At weigh-in, kids have to wear their team jerseys; that is the Pop Warner rule. Udinski gives a gentle nod when it’s time, and the boys stand from their seated position against the wall. They open their bags, remove sleek blue-and-gold jerseys, put them on. To reveal your team identity before this point would be a reckless indulgence. Why give the opposing team a chance to look you over? One by one, each kid steps on the scale, says "Thank you" while a lady at a desk verifies his GPA. To play for Pop Warner, you can’t be flunking—an irrelevant rule for LV. These are honor-roll kids. Their coach will find out if a kid is not doing his homework. He will find out if a kid is eating junk food. He will find out if he didn’t go to bed on time. He will find out.

**Reece: **No, I love it. We all know he’s right, what he’s saying.

**Kevin: **He’s always right. I don’t think he’s ever been wrong. He gets you prepared for everything that you do. There’s never, like, a moment where you’re like > I have no clue what to do.

Jason: Sting or be stung, that’s what Coach says.

Gresko: With football, I like hitting and getting hit.

**Nick: **It doesn’t feel bad. It wakes you up a little bit.

Reece: Watching my older brothers being so successful, I want to live up to be like them. I’m like the last one. It’s a big deal for my dad. You have to know everything in and out; you can’t slack off at all. Everything’s a high priority in life.

Cole: Some of the things he teaches us in football you can incorporate in real life. Being disciplined, you know. Don’t jump on a two count.

**Max: **I’m studying for this paper, concussions. I read that they’re usually from sports or from just falling and hitting your head on something. You get dizzy and you forget stuff. There’s some risk with football. But you’re well protected if you’re supervised by adults.

Reece: It doesn’t apply to our team.

**Kevin: **We’re not hitting like the NFL.

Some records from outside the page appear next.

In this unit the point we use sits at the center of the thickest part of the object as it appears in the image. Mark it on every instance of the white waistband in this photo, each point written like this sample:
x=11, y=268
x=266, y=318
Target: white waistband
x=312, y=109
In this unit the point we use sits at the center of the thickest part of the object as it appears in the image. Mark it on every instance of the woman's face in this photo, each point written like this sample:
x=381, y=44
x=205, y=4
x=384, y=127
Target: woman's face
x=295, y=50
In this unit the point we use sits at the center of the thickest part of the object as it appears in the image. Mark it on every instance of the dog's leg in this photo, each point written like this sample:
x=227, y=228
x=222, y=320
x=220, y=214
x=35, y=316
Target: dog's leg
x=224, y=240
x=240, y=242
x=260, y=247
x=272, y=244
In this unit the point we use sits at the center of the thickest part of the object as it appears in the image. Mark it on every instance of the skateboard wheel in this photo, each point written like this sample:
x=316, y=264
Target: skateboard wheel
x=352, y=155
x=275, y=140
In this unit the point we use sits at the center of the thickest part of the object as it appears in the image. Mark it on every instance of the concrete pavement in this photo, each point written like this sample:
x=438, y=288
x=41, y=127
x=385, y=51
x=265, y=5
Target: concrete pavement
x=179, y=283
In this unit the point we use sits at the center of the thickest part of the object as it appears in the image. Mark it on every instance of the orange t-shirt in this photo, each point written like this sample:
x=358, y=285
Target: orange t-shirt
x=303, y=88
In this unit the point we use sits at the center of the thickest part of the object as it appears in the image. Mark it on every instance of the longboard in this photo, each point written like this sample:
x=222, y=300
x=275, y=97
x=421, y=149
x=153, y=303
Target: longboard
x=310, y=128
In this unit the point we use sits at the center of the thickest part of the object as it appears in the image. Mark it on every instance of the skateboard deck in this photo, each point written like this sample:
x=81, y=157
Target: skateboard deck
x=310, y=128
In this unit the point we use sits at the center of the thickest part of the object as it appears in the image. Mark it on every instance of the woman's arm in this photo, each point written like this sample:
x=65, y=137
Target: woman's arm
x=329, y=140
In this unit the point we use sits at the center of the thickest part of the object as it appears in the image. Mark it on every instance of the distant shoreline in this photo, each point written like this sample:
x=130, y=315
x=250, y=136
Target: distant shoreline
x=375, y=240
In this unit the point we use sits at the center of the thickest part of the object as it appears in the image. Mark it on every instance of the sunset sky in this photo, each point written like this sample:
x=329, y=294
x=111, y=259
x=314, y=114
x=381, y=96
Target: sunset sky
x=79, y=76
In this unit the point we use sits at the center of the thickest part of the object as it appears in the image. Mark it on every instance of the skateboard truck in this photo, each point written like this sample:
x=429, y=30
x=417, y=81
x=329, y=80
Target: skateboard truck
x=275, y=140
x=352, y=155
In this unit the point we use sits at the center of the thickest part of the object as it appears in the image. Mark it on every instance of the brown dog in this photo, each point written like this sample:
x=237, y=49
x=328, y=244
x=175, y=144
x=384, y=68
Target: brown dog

Reece: I wish football could be played every day of every season.


You’re watching ESPN3!_ "Hello, everybody! Right now we’ve got Lenape Valley taking on Redondo Beach and really, Dave, a total contrast in styles."_

_"Yeah, you look at both of these teams, you have Lenape Valley out of Pennsylvania, think the Pittsburgh Steelers, think the Philadelphia Eagles. Think about physical football. Then you have Redondo Beach, run the pistol, a little bit of spread offensive ball in there, too. It’s East Coast versus West Coast. This game, it’s gonna be won in the trenches." _

It’s crazy to be here, on field 17, a featured game; only the featured games are televised live on ESPN3. It’s crazy to think how this whole Junior Midget season wasn’t supposed to even happen_._ Last year, when they were Pee Wees, that was supposed to be the end. Because Pee Wees in the Lenape Valley region don’t tend to stay in the league for another year, choosing instead to go off and play for their middle-school teams. But the boys made a pact to come back after losing in the first round last year.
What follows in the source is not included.